Ma non è neanche questo. Non è il ritorno di fogna dalla fossa biologica. Tengo i tappi di lavandino e vasca sigillati ed ho tappezzato il gabinetto di deodoranti d’ogni sorta: fragranza alpina, lavanda, gelsomino, fragola. Non avrei mai immaginato esistesse il deodorante per cessi alla fragola. O alla menta. In un bagno di lusso in una casa di lusso, saprebbero farti venire l’acquolina in bocca. Voglia di frullati e drink. Di dolci e macedonie.

No. Non è ritorno di fogna.

La lavatrice lavora a pieno regime. Guardaroba estivo. Guardaroba invernale. Vecchie lenzuola. Vecchie magliette. Ieri ho gettato via metà dei miei vestiti. Si potrebbe dire che sono un accumulatore compulsivo ma non è vero. Detesto gettar via la roba solo perché è vecchia. Ci trovo sempre un secondo impiego. Le vecchie magliette si possono rindossare quando devi dipingere casa, o quando usi la candeggina. Le vecchie calze si possono tagliare in due, la parte elastica sulla caviglia può diventare un polsino per asciugare il sudore quando fai jogging. Puoi lucidare i cerchi dell’automobile con brandelli di vecchi jeans, ottimi per rimuovere gli aloni di gomma dagli interstizi dei bulloni e le fessure dei raggi.

Giù in strada si accumulano sacchi stracolmi di vecchi vestiti. Scatoloni di cianfrusaglie. Vecchie riviste. Nel cestino della spazzatura non c’è un grammo di immondizia. Tutto ciò che poteva assorbire o trattenere odori è stato lavato o gettato. Oppure lavato e poi gettato. Comincio a pensare che dovrei disfarmi di pentole, casseruole, tazze, bicchieri, posate, mestoli. Dovrei portare tutto ad un mercatino dell’usato e farci qualche soldo.
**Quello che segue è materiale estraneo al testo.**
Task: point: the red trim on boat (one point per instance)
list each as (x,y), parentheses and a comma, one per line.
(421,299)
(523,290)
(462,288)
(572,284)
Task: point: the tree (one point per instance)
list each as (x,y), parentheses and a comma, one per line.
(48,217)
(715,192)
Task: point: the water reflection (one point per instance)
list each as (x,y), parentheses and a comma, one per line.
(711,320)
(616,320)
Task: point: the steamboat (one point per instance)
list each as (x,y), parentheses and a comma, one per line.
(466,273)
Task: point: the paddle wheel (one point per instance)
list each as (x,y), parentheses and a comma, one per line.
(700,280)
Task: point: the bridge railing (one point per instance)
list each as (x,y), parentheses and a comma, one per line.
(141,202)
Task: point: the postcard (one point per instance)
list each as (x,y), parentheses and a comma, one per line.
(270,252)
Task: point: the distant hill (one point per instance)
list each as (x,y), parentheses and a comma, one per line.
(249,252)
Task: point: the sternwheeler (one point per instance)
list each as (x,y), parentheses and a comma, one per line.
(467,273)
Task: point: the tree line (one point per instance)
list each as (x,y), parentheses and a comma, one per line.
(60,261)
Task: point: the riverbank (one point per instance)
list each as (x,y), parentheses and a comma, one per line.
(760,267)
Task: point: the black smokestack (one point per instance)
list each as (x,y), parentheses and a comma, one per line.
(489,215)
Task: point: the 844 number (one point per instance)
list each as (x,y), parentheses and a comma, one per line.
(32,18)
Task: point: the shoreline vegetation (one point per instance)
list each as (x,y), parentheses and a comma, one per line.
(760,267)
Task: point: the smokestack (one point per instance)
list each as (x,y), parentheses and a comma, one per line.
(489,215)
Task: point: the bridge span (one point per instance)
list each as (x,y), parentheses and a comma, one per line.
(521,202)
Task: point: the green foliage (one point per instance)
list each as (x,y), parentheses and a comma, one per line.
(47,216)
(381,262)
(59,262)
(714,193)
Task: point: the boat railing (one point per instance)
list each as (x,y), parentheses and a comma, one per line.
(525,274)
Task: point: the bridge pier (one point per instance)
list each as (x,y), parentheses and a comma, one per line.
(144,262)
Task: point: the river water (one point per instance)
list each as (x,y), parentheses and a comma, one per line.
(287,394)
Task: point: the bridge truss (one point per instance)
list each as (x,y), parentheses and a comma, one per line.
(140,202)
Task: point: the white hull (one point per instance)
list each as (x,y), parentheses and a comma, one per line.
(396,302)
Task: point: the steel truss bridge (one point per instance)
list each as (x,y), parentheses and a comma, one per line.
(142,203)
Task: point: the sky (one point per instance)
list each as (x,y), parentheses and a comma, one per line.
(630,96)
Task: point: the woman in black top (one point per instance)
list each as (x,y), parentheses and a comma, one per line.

Ho anche pensato di passare una notte o due in un albergo, ma non posso e non voglio gettar via così i miei soldi. Considerata la smania da grandi pulizie, tra una settimana potrei trovarmi a ricomprare chissà cosa. E poi dovrei chiudere casa. Lasciare le finestre aperte e le persiane chiuse per lasciar svaporare è fuori discussione. Ci manca solo che topi o insetti attirati dalla puzza infestino la casa. Chiuderla del tutto poi non se ne parla. Meglio andare avanti con le ricerche e lo smantellamento, finché non avrò trovato e pulito l’origine del miasma.

Strappo l’imbottitura alle sedie, dico addio a quella gommapiuma lisa e farinosa. Poi tocca al divano. Dopo averlo eviscerato lo sbatto fuori dalla finestra, giù nel marciapiede col resto dell’immondizia. Era un divano letto. Il materasso interno non era mai stato usato, ma le imbottiture s’erano assottigliate e spargevano corpuscoli giallognoli.

Da quando ho iniziato a sentire la puzza tengo solo cibi confezionati a lunga scadenza. Manzo e tonno in scatola. Mais, anche se non lo digerisco. Ieri ho provato a cucinare un piatto di pasta al sugo, ma all’ebollizione mi sembrava di sentire la puzza esplodere da ogni singola bolla.

Quando sono pronto ad arrendermi e a lasciare la casa per una notte di pace in albergo una nuova furia mi monta dentro. Sono troppo testardo per mollare. Ci sono ancora le prese elettriche. Potrebbe trattarsi di gomma e plastica bruciata, qualcosa che non va nell’impianto elettrico. Calato il sole riallaccio la corrente e aggredisco i tubi di scarico. Quello sul lavandino della cucina ad esempio, era corroso e presto avrebbe cominciato a perdere. Ma la puzza non veniva neanche da lì.

Picchio col pugno sui muri di casa. Penso alle storie dei mafiosi che affogavano la gente nei piloni di cemento. Ai precedenti inquilini che potrebbero aver infilato pezzetti di cadaveri, umani o di animali, dietro le piastrelle del bagno, della cucina, o sotto il pavimento.